Александр Никитич, как и пообещал, снял для молодых две комнатки во Втором Павловском переулке, в доме номер три, каменном, крытом железом, большеоконном. В новом жилище и отметили гражданский брак Сергея Александровича Есенина и Анны Романовны Изрядновой. Собрались долго ждавшие этого события работники корректорской, приехали Олимпиада Гавриловна и Дмитрий Ларионович Крыловы, забрёл как бы ненароком Иннокентий Кочегаров, мрачный, опухший, с мешками под глазами, с красными прожилками на белках глаз, волосы со снежной проседью взлохмачены.
— Разлетелся я на старую квартиру — никого, переехал, дескать, в другое место. Я скорым шагом сюда, а у вас, оказывается, свадебное торжество. У меня, знаете, особый нюх на застолье с выпивкой. — И шепнул Александру Никитичу: — Поднесите скорее, душа горит...
Отец не поскупился, и стол удался на славу — обильный, действительно свадебный. Посредине, над бутылками и яствами, высилась фигурная ваза с пламенно-красными гвоздиками: цветы привезли Крыловы.
Есенин и Анна сидели, как водится, рядом, как на сцене, молчаливые, смущённые от какой-то необъяснимой неловкости. Родители Анны не одобряли этот гражданский брак, он ни к чему не обязывал ни жениха, ни невесту — сошлись, разошлись. Произносились речи, выспренние и шутливые, новобрачных хоровыми выкриками «горько» заставляли целоваться. После третьего и четвёртого бокалов начались неразбериха, многоголосье, смех.
Олимпиада Гавриловна, переводя взгляд ленивых, струящих лукавство глаз с Есенина на Анну, улыбалась слабыми, красиво изломанными губами загадочно и с намёком: такие губы вызывали безотчётное желание поцеловать их при первом же удобном случае. Она была довольна: предположения, высказанные ею, обещали сбыться — и скоро. И, как бы отвергая их, Есенин был подчёркнуто внимателен к Анне, напоказ веселился, подкладывал новобрачной то салат, то икру, обнимал её за плечи, что-то шептал на ухо, нежно целуя её.
Поднялся изрядно подвыпивший Воскресенский, постучал ножом по бокалу, требуя внимания.

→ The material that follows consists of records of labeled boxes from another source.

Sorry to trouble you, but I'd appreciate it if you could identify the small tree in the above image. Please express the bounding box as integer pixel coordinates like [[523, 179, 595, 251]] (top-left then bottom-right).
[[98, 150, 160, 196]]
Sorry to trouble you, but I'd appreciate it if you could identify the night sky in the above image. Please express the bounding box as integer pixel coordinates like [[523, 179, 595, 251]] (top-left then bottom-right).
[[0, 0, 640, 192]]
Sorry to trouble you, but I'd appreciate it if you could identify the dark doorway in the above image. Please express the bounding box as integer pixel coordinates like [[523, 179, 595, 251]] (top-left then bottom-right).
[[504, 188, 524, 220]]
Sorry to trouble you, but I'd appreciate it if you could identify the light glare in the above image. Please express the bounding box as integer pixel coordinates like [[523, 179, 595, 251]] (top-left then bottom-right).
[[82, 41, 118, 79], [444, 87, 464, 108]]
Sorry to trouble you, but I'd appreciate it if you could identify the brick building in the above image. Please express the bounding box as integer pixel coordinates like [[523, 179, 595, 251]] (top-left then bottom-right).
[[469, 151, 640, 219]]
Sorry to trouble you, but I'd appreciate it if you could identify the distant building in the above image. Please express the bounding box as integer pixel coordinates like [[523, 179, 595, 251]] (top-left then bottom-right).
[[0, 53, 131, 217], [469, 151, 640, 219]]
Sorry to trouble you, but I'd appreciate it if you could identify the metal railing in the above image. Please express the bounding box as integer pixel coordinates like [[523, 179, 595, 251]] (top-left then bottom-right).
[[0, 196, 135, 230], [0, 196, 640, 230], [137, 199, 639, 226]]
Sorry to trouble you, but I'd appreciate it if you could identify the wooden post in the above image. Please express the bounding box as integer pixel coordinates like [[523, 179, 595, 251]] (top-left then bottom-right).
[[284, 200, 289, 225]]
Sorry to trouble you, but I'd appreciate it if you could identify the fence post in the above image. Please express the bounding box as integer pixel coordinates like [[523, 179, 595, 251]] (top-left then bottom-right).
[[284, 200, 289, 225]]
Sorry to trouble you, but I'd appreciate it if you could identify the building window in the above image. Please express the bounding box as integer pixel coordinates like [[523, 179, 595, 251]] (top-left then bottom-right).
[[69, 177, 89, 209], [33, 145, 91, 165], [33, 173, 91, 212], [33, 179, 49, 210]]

— Прошу наполнить вином и водкой всю наличную посуду, — возгласил он. — Предлагаю выпить за здравие замечательного русского поэта Сергея Александровича Есенина! Мы находимся лишь у истоков его творчества, оно будет шириться изо дня в день, из года в год, пока не достигнет полной глубины и проникновенной силы, которая болью и радостью отзовётся в сердцах людей. Я в это верю безоговорочно и оглашаю всенародно. Выпьем, господа, за его удачу, пусть боги с Олимпа покровительствуют ему!